I didn’t watch it again until tonight. I now am quite familiar with the film’s reference points and I think twenty years of distance has given me perspective on that particular wave of horror (it was mostly not very good) and so I found myself rather enjoying it. Don’t get me wrong, it is still not a great film, but it’s an enjoyable one.

Plotwise it takes a lot from Invasion of the Body Snatchers, but sets it mostly inside a high school where initially the teachers are the aliens and the kids are all that’s left to save humanity. And not just any kids, the outcasts, the freaks, and the nerds.

Wood is the book-smart nerd who everyone picks on. Hartnett is the drug-dealing tough kid. Duvall is the put-upon shy kid who wears all black and might be a lesbian (in 1998!) The teachers (including a goatee-wearing Jon Stewart, Piper Laurie, Famke Jannsen, Salma Hayek, Bebe Neuwirth, and Robert Patrick – geez this cast is stacked) get controlled by these little alien worm things and are out to invade the entire world.

Williamson’s script is smart (but not nearly as smart as he thinks it is, not Scream smart) and Rodriguez’s direction is steady. The cast is mostly great. Overall it is a pretty good little horror film with some nice comedic moments

When I started this review I noted that The Faculty was very much a movie of its time. Unfortunately, that time has not aged very well. The CGI effects look bad. There is a scene that directly references a scene from The Thing. Actually, there are a couple of them, but this particular scene apes some very effective practical effects from that John Carpenter film, but here they are all computer generated and they look terrible.

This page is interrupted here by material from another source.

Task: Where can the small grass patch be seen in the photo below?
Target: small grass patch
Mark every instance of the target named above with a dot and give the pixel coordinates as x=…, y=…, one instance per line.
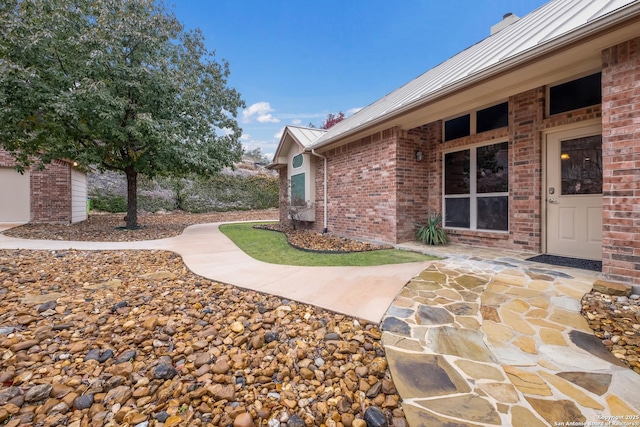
x=272, y=247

It is a Miramax film, which of course was run by Harvey Weinstein. Danny Masterson has a small role (his character is simply named F’%# Up #1 which is appropriate, I guess) and freaking Harry Knowles has a cameo so call this a sex pest trifecta.

If you can get past all of that, I think it is worth seeking out, especially if you are a fan of late 1990s horror and somehow missed this one.